On the subject of human resources: What do you look for when hiring employees?

By far the most important thing is spirit. People only work well if they enjoy it, and they enjoy it if the tasks are challenging but solvable. An engineer without the ambition to deliver the best work possible that he or she can be proud of is not really an engineer. The important thing is intrinsic motivation, and I can safely say that dSPACE people have plenty of that.

 

Are there any developments or circumstances you are dissatisfied with?

This is not a political magazine, so some topics won’t be touched. However, I’m definitely dissatisfied with the lack of suitable applicants for all the jobs that we always advertise. So far, we have invested a great deal of energy in recruitment and will continue to do so. But if there is nobody to recruit, it’s not enough. Like many other companies, we have to do our part to ensure that more young people keep to the straight and narrow and study the right subjects. This is why we set up our ProMINT initiative, with student grants, information activities, and school partnerships.

 

To come back to the expert opinion you mentioned before: Has dSPACE really not done too many things in the past 20 years, or how would you describe the company’s success?

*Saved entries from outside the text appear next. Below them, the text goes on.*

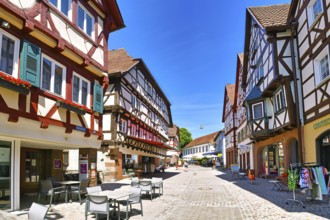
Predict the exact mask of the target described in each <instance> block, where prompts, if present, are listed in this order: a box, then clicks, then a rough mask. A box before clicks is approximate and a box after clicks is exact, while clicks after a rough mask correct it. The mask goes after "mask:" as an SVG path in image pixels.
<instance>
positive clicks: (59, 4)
mask: <svg viewBox="0 0 330 220" xmlns="http://www.w3.org/2000/svg"><path fill="white" fill-rule="evenodd" d="M49 2H50V3H51V4H52V5H54V6H55V7H56V8H58V9H59V10H60V11H61V12H62V13H63V14H65V15H66V16H67V17H68V18H71V3H72V2H71V0H50V1H49Z"/></svg>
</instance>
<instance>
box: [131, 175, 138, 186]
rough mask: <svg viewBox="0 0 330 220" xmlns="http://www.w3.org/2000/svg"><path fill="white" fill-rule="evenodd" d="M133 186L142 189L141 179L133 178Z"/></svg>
mask: <svg viewBox="0 0 330 220" xmlns="http://www.w3.org/2000/svg"><path fill="white" fill-rule="evenodd" d="M131 186H133V187H137V188H139V187H140V184H139V178H137V177H132V180H131Z"/></svg>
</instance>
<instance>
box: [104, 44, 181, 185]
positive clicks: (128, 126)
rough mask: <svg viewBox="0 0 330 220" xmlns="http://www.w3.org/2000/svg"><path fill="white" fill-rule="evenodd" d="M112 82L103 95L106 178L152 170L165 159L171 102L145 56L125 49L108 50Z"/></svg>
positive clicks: (170, 118)
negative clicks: (103, 105) (156, 80)
mask: <svg viewBox="0 0 330 220" xmlns="http://www.w3.org/2000/svg"><path fill="white" fill-rule="evenodd" d="M108 58H109V86H108V88H107V91H106V93H105V96H104V117H103V128H104V131H103V133H104V140H103V143H102V149H103V150H102V152H100V156H101V157H103V161H104V162H103V165H102V166H103V167H104V169H105V172H104V173H106V174H107V175H105V180H106V181H112V180H113V179H121V178H124V177H125V176H126V175H129V174H130V172H134V171H135V170H142V171H143V172H153V171H154V168H155V166H158V165H160V164H161V163H163V159H165V157H166V152H167V150H175V148H172V147H170V146H169V145H167V144H166V143H167V142H168V141H169V137H168V129H169V127H172V126H173V124H172V116H171V109H170V102H169V100H168V99H167V97H166V96H165V94H164V92H163V91H162V90H161V88H160V87H159V85H158V83H157V82H156V80H155V79H154V77H153V76H152V74H151V73H150V71H149V70H148V68H147V66H146V65H145V63H144V62H143V60H142V59H136V58H133V57H131V56H129V55H128V54H127V52H126V51H125V50H124V49H118V50H112V51H109V52H108Z"/></svg>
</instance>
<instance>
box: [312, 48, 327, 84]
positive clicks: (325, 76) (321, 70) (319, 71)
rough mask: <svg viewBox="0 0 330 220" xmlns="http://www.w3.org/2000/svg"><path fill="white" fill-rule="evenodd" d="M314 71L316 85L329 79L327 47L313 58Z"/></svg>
mask: <svg viewBox="0 0 330 220" xmlns="http://www.w3.org/2000/svg"><path fill="white" fill-rule="evenodd" d="M314 69H315V83H316V85H318V84H319V83H321V82H322V81H323V80H325V79H326V78H328V77H329V75H330V69H329V52H328V48H327V47H326V48H325V49H324V50H323V51H322V52H321V53H320V54H319V55H318V56H317V57H316V58H315V60H314Z"/></svg>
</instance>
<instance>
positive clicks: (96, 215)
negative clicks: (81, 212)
mask: <svg viewBox="0 0 330 220" xmlns="http://www.w3.org/2000/svg"><path fill="white" fill-rule="evenodd" d="M88 201H89V203H88V207H87V203H86V210H87V211H86V212H85V219H86V220H87V216H88V213H89V212H91V213H94V214H96V220H97V219H98V217H99V216H98V215H99V214H104V215H106V216H107V220H109V212H110V211H113V209H112V208H110V204H109V201H108V197H107V196H96V195H88Z"/></svg>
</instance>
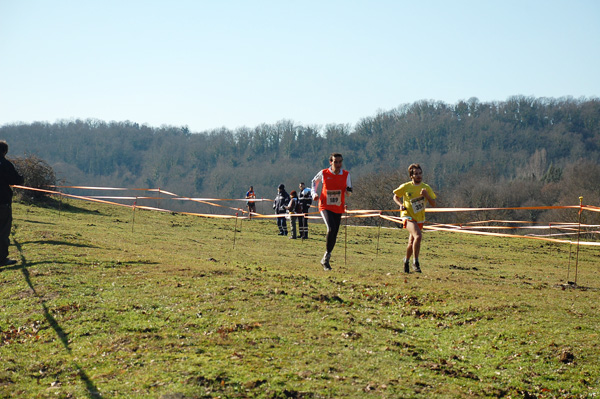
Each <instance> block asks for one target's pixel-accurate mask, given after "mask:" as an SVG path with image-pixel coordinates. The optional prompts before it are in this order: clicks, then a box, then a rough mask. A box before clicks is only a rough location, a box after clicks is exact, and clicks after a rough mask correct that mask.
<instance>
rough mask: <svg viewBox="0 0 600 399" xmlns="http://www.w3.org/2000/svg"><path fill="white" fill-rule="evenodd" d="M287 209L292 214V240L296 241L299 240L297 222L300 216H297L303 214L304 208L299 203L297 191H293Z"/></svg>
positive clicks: (290, 224) (290, 216)
mask: <svg viewBox="0 0 600 399" xmlns="http://www.w3.org/2000/svg"><path fill="white" fill-rule="evenodd" d="M285 209H287V210H288V212H289V213H290V225H291V226H292V236H291V237H290V239H292V240H295V239H296V238H298V237H297V236H296V222H297V221H298V216H296V214H298V213H300V212H302V208H301V206H300V203H299V202H298V193H296V190H292V191H291V192H290V202H289V203H288V205H287V206H286V207H285Z"/></svg>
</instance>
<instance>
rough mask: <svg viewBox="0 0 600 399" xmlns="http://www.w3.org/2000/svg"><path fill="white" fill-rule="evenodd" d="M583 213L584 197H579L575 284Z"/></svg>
mask: <svg viewBox="0 0 600 399" xmlns="http://www.w3.org/2000/svg"><path fill="white" fill-rule="evenodd" d="M582 213H583V197H579V223H578V226H577V252H576V255H575V284H577V265H578V264H579V233H580V232H581V214H582Z"/></svg>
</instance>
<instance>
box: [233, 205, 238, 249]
mask: <svg viewBox="0 0 600 399" xmlns="http://www.w3.org/2000/svg"><path fill="white" fill-rule="evenodd" d="M237 217H238V214H237V212H236V214H235V227H234V229H233V249H235V235H236V233H237Z"/></svg>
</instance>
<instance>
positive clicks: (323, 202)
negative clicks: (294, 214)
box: [311, 153, 352, 270]
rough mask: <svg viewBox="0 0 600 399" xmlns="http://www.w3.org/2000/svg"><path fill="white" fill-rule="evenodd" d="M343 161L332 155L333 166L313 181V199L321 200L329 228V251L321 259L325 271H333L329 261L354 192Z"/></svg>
mask: <svg viewBox="0 0 600 399" xmlns="http://www.w3.org/2000/svg"><path fill="white" fill-rule="evenodd" d="M343 160H344V158H343V157H342V154H338V153H333V154H331V155H330V156H329V164H330V165H331V166H330V167H329V168H327V169H323V170H321V171H319V173H317V175H316V176H315V177H314V178H313V180H312V190H311V193H312V197H313V200H315V201H316V200H317V198H319V211H320V212H321V216H322V217H323V220H324V221H325V225H326V226H327V240H326V245H327V250H326V251H325V255H323V259H321V265H323V269H324V270H331V265H330V264H329V260H330V259H331V251H333V248H334V247H335V242H336V240H337V233H338V231H339V229H340V223H341V221H342V215H343V214H344V212H345V206H346V194H348V195H350V193H351V192H352V181H351V180H350V172H348V171H347V170H344V169H342V161H343ZM319 183H323V188H322V189H321V195H320V196H319V195H318V194H317V190H318V188H319Z"/></svg>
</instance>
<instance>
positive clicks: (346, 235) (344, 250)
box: [344, 206, 348, 266]
mask: <svg viewBox="0 0 600 399" xmlns="http://www.w3.org/2000/svg"><path fill="white" fill-rule="evenodd" d="M346 210H347V209H346V206H344V217H345V218H346V223H344V266H346V249H347V247H348V214H347V213H346Z"/></svg>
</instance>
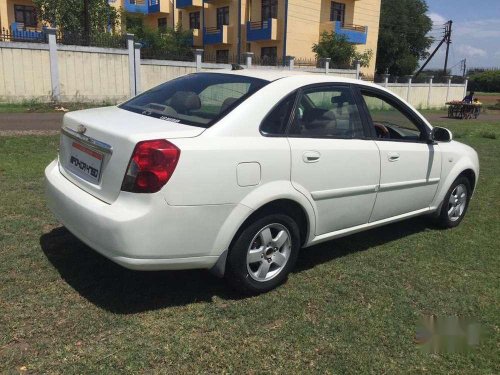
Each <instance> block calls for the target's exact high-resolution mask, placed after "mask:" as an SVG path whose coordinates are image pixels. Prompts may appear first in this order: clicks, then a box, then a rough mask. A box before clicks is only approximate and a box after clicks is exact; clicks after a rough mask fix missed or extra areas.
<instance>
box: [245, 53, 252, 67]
mask: <svg viewBox="0 0 500 375" xmlns="http://www.w3.org/2000/svg"><path fill="white" fill-rule="evenodd" d="M244 55H245V64H246V66H247V69H249V68H251V67H252V60H253V55H254V53H253V52H245V53H244Z"/></svg>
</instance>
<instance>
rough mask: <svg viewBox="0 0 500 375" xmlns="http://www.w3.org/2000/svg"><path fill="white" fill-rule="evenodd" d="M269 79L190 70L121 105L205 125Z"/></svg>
mask: <svg viewBox="0 0 500 375" xmlns="http://www.w3.org/2000/svg"><path fill="white" fill-rule="evenodd" d="M268 83H269V81H265V80H262V79H257V78H252V77H246V76H240V75H235V74H219V73H215V74H214V73H195V74H189V75H187V76H183V77H180V78H177V79H173V80H171V81H168V82H166V83H164V84H162V85H160V86H157V87H155V88H152V89H151V90H148V91H146V92H144V93H143V94H141V95H139V96H137V97H135V98H133V99H131V100H129V101H128V102H125V103H123V104H122V105H120V108H122V109H125V110H127V111H132V112H135V113H140V114H143V115H145V116H151V117H156V118H159V119H162V120H166V121H173V122H178V123H182V124H186V125H194V126H199V127H203V128H208V127H210V126H211V125H212V124H214V123H215V122H217V121H218V120H220V119H221V118H222V117H224V116H225V115H226V114H228V113H229V112H230V111H231V110H233V109H234V108H235V107H237V106H238V105H239V104H240V103H242V102H243V101H244V100H245V99H247V98H248V97H249V96H250V95H252V94H254V93H255V92H257V91H258V90H260V89H261V88H262V87H264V86H265V85H267V84H268Z"/></svg>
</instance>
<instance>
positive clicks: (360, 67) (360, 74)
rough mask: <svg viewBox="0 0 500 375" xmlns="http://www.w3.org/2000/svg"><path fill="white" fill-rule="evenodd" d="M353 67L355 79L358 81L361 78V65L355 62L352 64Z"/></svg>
mask: <svg viewBox="0 0 500 375" xmlns="http://www.w3.org/2000/svg"><path fill="white" fill-rule="evenodd" d="M354 64H355V66H356V79H360V77H361V63H360V62H359V60H356V61H355V62H354Z"/></svg>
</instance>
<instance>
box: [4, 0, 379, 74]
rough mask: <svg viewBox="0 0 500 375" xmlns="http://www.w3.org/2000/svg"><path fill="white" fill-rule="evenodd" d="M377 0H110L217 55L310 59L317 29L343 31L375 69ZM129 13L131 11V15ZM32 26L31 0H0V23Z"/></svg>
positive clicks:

In a manner of speaking we did follow Professor Leonhard’s advice. Basically, we’re still doing the same thing. We’re connecting control engineering, software, electronics. Instead of producing custom devices, we make products that are useful to many people so that the high cost of development pays off. We haven’t wasted our time on acquisitions or peripheral activities, and we have extended our range bit by bit without abandoning the core.

 

How do you see the company’s future?

As long as there is enough to do, it will be a simple extrapolation, fairly linear. The tasks are growing, so we are growing too. New issues emerge, we provide the solutions. We can carry on like this for a very long time.

 

Are you still going to be on board in 20 years’ time?

Yes, on board something floating on the Mediterranean.